Additionally, at the website of the WBC, the introduction of the Chinese Taipei team is a completely different article from the Chinese translation. The original article that the Chinese translation was based on was removed, and the Chinese version changed "Taiwan" to "Chinese Taipei" during the process of translation. The official TV commercial contains neither ROC flags.

However, MLB has given Chinese Taipei a sympathetic ear on occasion, such as the recap of its 12–3 win over China.

==Drug Testing==
Myung Hwan Park, a pitcher for the Korean team, was disqualified from the WBC after testing positive for the use of an illegal substance. Venezuelan pitcher Freddy García tested positive for marijuana.

==Cuba==

===Player eligibility===
The Cuban National Team announced it would not allow players who had defected to the United States to play in the major leagues to play on their team, eliminating big names such as Orlando Hernández, José Contreras, Danys Baez, and Rafael Palmeiro.
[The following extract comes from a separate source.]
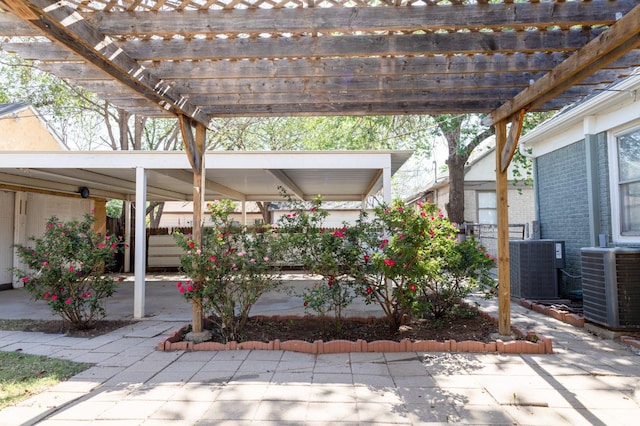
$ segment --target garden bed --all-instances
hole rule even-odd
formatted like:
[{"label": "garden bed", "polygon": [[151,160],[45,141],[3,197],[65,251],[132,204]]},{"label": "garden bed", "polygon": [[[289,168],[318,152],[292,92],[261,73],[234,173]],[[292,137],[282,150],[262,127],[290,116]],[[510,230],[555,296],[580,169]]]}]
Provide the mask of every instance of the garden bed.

One former defector, Orlando's half-brother Liván Hernández, expressed interest in pitching for Puerto Rico because he owns a house there and the rules allow players to compete for a nation based on permanent residency.

===Conflict with the United States government===
On December 14, it was also reported that the United States Treasury Department's Office of Foreign Assets Control denied the Cuban National Team a license to play due to the continuing U.S. embargo against Cuba, the embargo being in place to prevent Cuba from making a profit at the expense of the United States.

Afterward, Cuban President Fidel Castro announced publicly that any profit made by Cuba in the Classic would be donated to the victims of Hurricane Katrina. Major League Baseball's commissioner's office and the MLBPA both resubmitted Cuba's application soon after the announcement. However, after the tournament, the government refused to allow the donation.

In response to the possible exclusion of Cuba, the Puerto Rican Baseball Federation stated that it did not plan to hold games if Cuba was not allowed to participate.
On January 6, 2006, the International Baseball Federation (IBAF), baseball's world governing body, also threatened to withdraw its sanctioning of the World Baseball Classic unless the Bush administration allowed Cuba to compete. A withdrawal would have dealt a crippling blow to the tournament, affecting many of the teams involved.

The entire issue came to resolution, however, on January 20, 2006, when the U.S. Treasury Department issued a license to Cuba. Department spokeswoman Molly Millerwise announced that by "working closely with World Baseball Inc. and the State Department, we were able to reach a licensable agreement that upholds both the legal scope and the spirit of the sanctions...This agreement ensures that no funding will make its way into the hands of the Castro regime.".

===In-game protests===
The Miami Herald reported that in the March 9, 2006 game between Cuba and the Netherlands, Jose Garcia Pino, a Cuban exile living in San Juan held up a sign saying, Abajo Fidel (Down with Fidel). The sign was clearly seen on the international feed which was carried in Cuba. He was confronted in the stands by four Cuban delegates. One of them, Angel Iglesias, vice-president of Cuba's National Institute of Sports, rushed to confront the man.

After this incident, the Cuban Baseball Federation made a deal with World Baseball Classic organizers to ban political signs from the stands. During the second game of Pool 2 play between Cuba and the Dominican Republic, a group of fans caused a scuffle at Hiram Bithorn Stadium, spelling "Abajo Fidel" with the letters on their shirts.
The fans also had a small sign with the same message about the Cuban president, as did an airplane pulling a sign that appeared over the ballpark.

Other spectators chanted "Fuera! (Take them out!)" and security guards took the sign away and asked the fans with the anti-Castro message to change shirts or leave the ballpark. The anti-Castro fans wore two shirts to hide the letters when they entered the stadium, and they put their second shirts back on after an inning-long confrontation in the fifth.

Cuba refused to attend the post-game news conference for the second time in the tournament. Cuba also did not speak to journalists after the game between Cuba and the Netherlands.